Le rapine risalgono al febbraio e al giugno del 2020. Un obiettivo, il supermercato DPiù di Cadegliano Viconago, e tre imputati, difesi dagli avvocati Alberto Caleffi, Fabio Fiore e Vera Dall’Osto: il già citato ventiseienne, un ragazzo di un anno più giovane e un trentenne. Furono loro, secondo le accuse, a compiere un primo blitz all’interno del DPiù, pistola in pugno e volto coperto, poi la fuga con un bottino di ottomila euro, e a fermare qualche mese dopo – sempre armati – due dipendenti dello stesso supermercato, che a fine turno se ne stavano andando con l’incasso della giornata: cinquemila euro in contanti.

Alla testimonianza del genitore si è poi aggiunta una dichiarazione spontanea del figlio a processo, che per la rapina di febbraio ha ribadito: «Era una domenica e come tutte le domeniche ero a casa a mangiare con i miei», mentre per l’altro colpo ha avuto un attimo di esitazione, prima di rivolgersi nuovamente ai giudici: «Non mi vengono in mente le cose che volevo dirvi».
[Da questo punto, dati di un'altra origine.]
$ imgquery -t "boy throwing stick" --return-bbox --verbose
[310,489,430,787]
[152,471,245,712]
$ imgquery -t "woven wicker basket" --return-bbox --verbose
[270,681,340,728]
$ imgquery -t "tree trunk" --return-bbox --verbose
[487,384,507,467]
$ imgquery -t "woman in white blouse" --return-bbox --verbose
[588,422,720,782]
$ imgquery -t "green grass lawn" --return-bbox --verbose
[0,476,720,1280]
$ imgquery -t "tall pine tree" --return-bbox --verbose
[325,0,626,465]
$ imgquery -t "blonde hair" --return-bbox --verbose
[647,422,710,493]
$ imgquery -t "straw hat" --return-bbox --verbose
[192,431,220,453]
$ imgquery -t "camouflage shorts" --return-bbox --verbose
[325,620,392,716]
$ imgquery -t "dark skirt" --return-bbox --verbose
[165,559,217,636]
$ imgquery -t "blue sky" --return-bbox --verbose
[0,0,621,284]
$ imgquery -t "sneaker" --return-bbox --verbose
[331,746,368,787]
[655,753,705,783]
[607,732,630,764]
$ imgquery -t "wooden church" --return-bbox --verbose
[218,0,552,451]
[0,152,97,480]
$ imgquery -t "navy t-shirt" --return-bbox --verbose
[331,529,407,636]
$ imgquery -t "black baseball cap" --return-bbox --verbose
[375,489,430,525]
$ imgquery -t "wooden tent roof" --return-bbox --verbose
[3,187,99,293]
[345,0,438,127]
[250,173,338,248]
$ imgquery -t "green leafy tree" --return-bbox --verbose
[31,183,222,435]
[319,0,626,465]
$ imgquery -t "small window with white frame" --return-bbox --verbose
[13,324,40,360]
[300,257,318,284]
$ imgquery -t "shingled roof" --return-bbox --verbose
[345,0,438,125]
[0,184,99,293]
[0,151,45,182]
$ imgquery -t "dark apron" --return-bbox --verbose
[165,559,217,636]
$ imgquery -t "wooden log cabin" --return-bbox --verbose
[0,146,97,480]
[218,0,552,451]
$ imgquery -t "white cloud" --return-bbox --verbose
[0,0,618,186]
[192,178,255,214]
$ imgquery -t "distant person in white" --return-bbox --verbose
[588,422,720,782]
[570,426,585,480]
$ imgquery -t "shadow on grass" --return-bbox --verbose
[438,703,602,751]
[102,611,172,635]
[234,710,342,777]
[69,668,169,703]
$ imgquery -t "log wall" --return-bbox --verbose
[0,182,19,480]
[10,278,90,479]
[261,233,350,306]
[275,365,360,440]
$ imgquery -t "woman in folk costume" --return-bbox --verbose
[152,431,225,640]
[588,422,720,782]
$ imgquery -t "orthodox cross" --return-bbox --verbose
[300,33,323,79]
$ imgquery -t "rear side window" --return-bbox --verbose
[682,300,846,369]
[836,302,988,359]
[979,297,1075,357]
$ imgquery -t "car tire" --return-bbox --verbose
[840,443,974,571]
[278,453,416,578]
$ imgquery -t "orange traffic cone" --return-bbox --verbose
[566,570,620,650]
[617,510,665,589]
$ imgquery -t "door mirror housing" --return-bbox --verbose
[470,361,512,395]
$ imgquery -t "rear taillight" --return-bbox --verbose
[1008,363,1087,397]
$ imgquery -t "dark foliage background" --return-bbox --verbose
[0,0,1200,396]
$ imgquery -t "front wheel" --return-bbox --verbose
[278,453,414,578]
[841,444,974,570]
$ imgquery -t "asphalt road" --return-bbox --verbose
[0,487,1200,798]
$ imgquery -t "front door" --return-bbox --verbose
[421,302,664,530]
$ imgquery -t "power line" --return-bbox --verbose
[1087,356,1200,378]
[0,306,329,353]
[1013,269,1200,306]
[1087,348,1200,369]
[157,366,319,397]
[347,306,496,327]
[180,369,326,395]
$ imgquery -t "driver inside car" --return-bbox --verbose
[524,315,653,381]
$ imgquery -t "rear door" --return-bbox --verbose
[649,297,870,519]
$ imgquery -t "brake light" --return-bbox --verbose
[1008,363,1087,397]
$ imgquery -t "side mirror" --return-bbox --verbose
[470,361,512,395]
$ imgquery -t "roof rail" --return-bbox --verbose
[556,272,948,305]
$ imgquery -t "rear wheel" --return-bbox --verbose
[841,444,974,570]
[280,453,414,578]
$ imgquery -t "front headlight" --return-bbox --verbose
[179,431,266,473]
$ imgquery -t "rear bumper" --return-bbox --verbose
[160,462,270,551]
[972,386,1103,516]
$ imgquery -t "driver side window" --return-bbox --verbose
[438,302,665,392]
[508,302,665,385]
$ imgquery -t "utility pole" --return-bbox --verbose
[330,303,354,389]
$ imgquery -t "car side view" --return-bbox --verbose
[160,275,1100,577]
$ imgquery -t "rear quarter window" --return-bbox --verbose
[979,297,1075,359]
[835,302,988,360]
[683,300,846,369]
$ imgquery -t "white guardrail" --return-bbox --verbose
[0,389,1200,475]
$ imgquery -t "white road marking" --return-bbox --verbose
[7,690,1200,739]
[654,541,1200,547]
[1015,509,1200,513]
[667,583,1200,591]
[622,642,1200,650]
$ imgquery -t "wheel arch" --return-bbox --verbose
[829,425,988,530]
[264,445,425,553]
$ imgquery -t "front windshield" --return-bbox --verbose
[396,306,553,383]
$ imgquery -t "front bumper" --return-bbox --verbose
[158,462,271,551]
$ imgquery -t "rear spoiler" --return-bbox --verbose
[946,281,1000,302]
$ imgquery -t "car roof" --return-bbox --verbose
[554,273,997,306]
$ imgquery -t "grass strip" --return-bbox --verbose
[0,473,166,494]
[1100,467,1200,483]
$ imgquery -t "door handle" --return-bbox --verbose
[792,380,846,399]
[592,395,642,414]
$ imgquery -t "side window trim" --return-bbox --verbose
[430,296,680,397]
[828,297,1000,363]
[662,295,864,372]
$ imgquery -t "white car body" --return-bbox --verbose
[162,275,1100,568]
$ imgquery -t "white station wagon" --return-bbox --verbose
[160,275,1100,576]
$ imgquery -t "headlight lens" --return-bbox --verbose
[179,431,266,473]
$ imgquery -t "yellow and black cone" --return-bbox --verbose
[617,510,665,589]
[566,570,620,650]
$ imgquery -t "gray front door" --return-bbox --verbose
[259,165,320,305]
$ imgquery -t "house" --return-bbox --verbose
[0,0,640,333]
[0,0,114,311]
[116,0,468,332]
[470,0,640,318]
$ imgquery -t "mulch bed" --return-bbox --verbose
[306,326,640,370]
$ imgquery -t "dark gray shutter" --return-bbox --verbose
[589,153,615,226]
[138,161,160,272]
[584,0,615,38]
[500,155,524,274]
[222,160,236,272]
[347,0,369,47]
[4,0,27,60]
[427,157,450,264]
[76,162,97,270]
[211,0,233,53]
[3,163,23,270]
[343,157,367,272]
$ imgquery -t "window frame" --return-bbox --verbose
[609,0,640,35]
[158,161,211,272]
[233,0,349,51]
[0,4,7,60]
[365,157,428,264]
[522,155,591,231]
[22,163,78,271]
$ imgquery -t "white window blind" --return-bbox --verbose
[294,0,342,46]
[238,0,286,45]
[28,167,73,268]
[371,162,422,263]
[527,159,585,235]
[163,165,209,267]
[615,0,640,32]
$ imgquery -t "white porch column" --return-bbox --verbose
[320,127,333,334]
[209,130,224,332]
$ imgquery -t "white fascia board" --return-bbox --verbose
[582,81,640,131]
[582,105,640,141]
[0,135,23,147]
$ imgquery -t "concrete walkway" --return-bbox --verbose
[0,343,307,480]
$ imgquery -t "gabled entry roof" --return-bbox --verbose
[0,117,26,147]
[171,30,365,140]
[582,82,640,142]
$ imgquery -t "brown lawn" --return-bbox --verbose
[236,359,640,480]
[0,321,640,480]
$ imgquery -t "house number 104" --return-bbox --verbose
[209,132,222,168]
Dichiarazioni, e niente domande delle parti, anche per un secondo imputato, all’epoca dipendente del supermercato preso di mira dai rapinatori: «Quel 2 febbraio ero a mangiare in un fast food, il 6 giugno invece sono stato io stesso vittima della rapina». Ma per chi ha indagato il giovane, vista la sua posizione lavorativa e un legame d’amicizia con almeno uno dei coimputati, emerso da alcune foto pubblicate su Facebook, avrebbe fornito ai soci le informazioni per non fallire i colpi, senza opporre resistenza ai rapinatori. Sempre dagli scatti presenti sui profili social, gli inquirenti identificarono una moto dello stesso modello di quella con a bordo due rapinatori, inquadrata dalle telecamere. Mezzo uguale a quello che fu trovato a casa di uno degli imputati. Gli inquirenti associarono inoltre alcuni capi di abbigliamento immortalati nelle foto a quelli indossati dai malviventi.